By Candice Mast
Ablaze in my rearview mirror
The sun rises from battle,
Blood-soaked but brilliant.
I drive past frosted round bales,
Golden harvest in rows of neat containment.
Pencil drawing of a tree on sky,
Leaves excised from precisely half of one oak
By a prevailing wind.
Light, dusty corn soldiers mown down;
Miles of empty fields, rolling to the sky.
The bump of railroad tracks
And the haunted train’s ghostly wail echoing;
The tracks going on to somewhere else.
Back porches with torn screen doors
Chimneys, adding clouds to the gray sky.
Rounded barn, hunched solitary in a field, an old widower
Watching the cars go by.
The sycamores in the woods that border the fields
White lightning among dark trunks.
A curve of river fills with the fire
Of the turning autumn trees.
A buried pioneer graveyard slides into view.

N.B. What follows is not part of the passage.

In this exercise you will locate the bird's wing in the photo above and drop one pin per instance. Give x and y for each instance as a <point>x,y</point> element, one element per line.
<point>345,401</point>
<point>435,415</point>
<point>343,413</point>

Choked with forgotten dead
Tall, brown weeds grown over graves;
Only the tops of markers reaching through,
The long sweep of blacktop narrowing into the distance,
Leading me on to somewhere else.
Candice Mast lived for seven years in Bangkok, Thailand and now lives in Columbus, Ohio. She likes writing simple poems, trying to capture some of the beauty around her and the thoughts on her mind.